Maxim_Kazmin - Fotolia
What's different about Google Asylo for confidential computing?
The Google Asylo framework is an open source alternative for confidential computing. Expert Rob Shapland explains how it works and how it's different from other offerings.
Confidential computing is becoming an important concept as companies process more data in the cloud. Organizations need to trust that their processed data cannot be viewed by anyone, including the third-party cloud company that is conducting the process, and even shared cloud environments. This addresses a key problem of security in multi-tenant environments where there can be trust issues.
The processing workload may contain data that is highly sensitive to the organization or that has implications under legislation such as GDPR. Therefore, in many cases, organizations need to prove that their data is secure at all points. This may include financial data, encryption keys or any other situation in which the company needs to have the utmost trust in the confidentiality and integrity of the processed data.

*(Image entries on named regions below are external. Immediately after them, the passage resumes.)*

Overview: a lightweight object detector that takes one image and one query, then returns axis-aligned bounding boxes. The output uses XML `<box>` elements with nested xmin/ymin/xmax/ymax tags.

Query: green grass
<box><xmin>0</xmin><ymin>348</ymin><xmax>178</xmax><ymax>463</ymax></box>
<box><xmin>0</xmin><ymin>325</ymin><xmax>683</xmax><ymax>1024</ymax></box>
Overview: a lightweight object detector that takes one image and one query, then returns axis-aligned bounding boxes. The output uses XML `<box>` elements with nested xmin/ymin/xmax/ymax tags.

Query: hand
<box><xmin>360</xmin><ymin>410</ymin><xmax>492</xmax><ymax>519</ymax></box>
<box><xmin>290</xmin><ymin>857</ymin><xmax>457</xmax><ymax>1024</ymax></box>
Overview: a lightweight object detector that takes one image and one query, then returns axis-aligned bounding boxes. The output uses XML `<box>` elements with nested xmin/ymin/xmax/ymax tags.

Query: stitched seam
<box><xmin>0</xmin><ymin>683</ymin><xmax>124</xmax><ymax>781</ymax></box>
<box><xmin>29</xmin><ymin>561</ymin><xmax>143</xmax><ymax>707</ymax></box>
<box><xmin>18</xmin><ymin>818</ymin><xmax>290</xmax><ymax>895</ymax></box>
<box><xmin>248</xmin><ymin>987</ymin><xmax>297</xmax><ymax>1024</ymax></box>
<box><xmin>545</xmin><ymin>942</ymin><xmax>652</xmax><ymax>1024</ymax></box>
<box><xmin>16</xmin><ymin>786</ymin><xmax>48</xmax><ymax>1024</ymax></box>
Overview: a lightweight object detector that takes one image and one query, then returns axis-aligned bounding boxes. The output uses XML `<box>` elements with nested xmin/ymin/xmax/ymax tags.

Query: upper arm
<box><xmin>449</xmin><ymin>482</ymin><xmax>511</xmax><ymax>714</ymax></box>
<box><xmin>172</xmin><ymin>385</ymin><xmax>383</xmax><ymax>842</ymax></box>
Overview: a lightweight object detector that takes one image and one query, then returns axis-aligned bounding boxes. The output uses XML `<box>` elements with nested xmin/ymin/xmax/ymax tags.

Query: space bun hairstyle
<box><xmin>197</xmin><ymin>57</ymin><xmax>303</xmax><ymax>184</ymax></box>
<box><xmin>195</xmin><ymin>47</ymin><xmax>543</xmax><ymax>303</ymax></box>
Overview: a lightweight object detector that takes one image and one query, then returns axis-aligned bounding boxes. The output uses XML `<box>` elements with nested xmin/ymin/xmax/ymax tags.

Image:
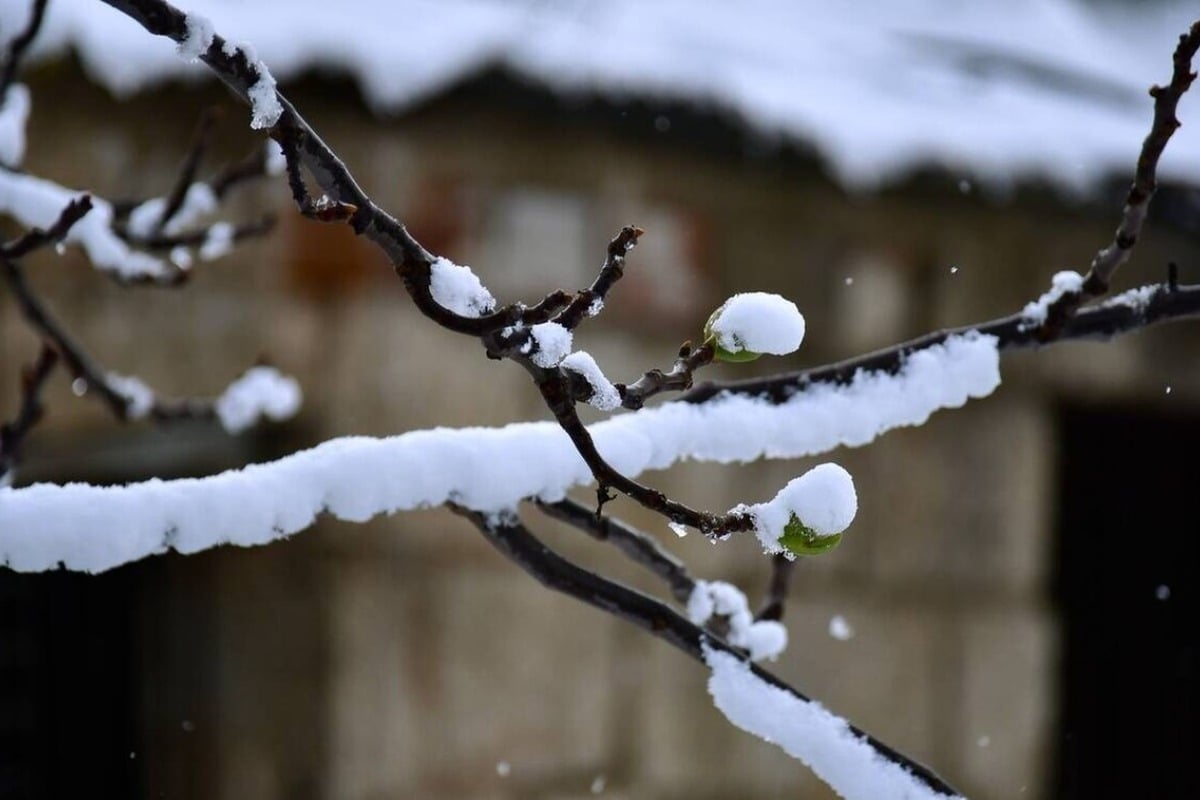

Google's entry into this arena is called Asylo -- which is Greek for safe place. It consists of an open source framework and software development kit that uses areas known as secure enclaves to process data securely. Google Asylo is provided via the company's container repository or is available as a Docker image that can be used on any platform that supports trusted execution environments (TEEs).
What's unique about Google Asylo?
The key differentiator between Google Asylo and other confidential computing offerings is that Google is aiming to make Asylo much easier to use and more accessible for developers. This should encourage further use of secure enclaves, with the added security benefits that entails.
Usually, TEEs are locked down to specific hardware configurations and tend to require highly specialized skills in order to use them successfully. Google made Asylo available on a much greater variety of hardware and is attempting to reduce the knowledge required to use it successfully.
This has the added advantage of making applications more portable so they can be moved to other hardware. It also means apps can be run on hardware such as laptops, workstations, virtual machines or cloud instances. Applications can be ported across different back ends without needing code changes, as most confidential computing offerings do.
Overall, Google Asylo should open up confidential computing to significantly more developers than before. The concept is an important one, and it addresses a key security problem that isn't going away -- how to secure data processed in multi-tenant cloud environments. Reducing the barriers to entry in terms of skill and hardware can only be a positive move.
It should be noted that this is a relatively small benefit for the overall security of an organization; most organizations have many more pressing security concerns that should be addressed. However, if your organization is at a mature level of security and is considering how best to process data considered highly confidential, then ensuring that the data is processed securely can be significantly aided by investing in Google Asylo -- especially as a first foray into confidential computing, as it doesn't require developers to learn new programming models or invest in specific hardware.